Overall, the progression was toward discontinuity -- the scientific or naturalistic understanding of death - as the participants got older, but the results were murkier when each individual type of question was considered. For biological and psychobiological questions, adults were indistinguishable from late elementary kids, but adults and older kids were significantly more likely to give responses indicating discontinuity than kindergartners. But on the epistemic questions, adults' responses were statistically indistinguishable even from the kindergartners. Only 40 percent of adults, for example, did not believe that the baby mouse still believed he was smarter than his brother after he died.
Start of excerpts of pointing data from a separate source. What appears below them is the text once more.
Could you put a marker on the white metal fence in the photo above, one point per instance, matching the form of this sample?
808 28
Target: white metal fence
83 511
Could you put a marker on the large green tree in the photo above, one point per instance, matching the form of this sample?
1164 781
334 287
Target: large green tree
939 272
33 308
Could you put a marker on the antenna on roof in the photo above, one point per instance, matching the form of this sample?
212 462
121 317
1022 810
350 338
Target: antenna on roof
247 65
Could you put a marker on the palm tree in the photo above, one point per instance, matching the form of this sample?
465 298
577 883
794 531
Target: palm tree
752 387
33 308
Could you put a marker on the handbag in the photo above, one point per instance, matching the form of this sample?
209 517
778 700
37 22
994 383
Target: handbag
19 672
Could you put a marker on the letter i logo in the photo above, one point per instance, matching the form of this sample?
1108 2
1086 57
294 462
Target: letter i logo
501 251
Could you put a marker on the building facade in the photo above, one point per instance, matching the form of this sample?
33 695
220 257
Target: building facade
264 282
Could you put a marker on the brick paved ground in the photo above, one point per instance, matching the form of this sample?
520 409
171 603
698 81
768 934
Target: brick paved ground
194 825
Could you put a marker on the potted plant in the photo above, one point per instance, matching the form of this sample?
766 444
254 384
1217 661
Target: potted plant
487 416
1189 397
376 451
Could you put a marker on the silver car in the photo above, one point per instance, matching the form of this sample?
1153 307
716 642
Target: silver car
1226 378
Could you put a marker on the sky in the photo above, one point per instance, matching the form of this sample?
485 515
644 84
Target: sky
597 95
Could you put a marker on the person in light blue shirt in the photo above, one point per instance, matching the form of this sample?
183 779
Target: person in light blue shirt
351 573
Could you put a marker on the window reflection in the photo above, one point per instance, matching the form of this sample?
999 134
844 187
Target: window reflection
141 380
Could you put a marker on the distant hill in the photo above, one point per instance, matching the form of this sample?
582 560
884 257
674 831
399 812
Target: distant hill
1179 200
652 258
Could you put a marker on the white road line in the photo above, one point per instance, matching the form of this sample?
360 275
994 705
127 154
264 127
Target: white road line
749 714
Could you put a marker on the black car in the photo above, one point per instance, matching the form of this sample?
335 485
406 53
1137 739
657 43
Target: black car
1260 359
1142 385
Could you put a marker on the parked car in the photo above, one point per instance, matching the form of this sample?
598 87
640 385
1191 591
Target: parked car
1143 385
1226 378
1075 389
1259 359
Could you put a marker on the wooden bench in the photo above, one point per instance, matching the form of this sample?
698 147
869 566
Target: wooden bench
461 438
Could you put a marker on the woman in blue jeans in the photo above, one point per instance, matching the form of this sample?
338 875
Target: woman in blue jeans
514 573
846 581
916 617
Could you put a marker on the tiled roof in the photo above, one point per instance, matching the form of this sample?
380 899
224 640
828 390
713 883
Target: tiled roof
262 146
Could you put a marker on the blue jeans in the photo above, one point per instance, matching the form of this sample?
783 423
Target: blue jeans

Bering and Bjorklund argue that these data suggest it is likely that beliefs in an afterlife are not acquired through social learning. If they were, then we would expect less discontinuity, particularly at the emotional and epistemic levels, as children aged -- just as older children and adults do acquire stronger beliefs about biological and psychobiological explanations of death. In a separate experiment, where more questions of this nature were asked, older elementary children showed significantly more discontinuity on both emotional and epistemic questions. The ultimate question this line of argument raises, perhaps, is whether higher levels of education about the biological and psychological implications of death would ever be able to supersede all belief in the afterlife.


Read it all here.

It seems to me that this study only takes the issue so far. Given that most beliefs on an after life focus on emotional and epistemic continuity, and not biological, it is not surprising to me that in a religious country like the United States, we find more belief in discontinuity for biological functions as we age than in epistemic functions. I think a far more interesting study would be to compare different cultures.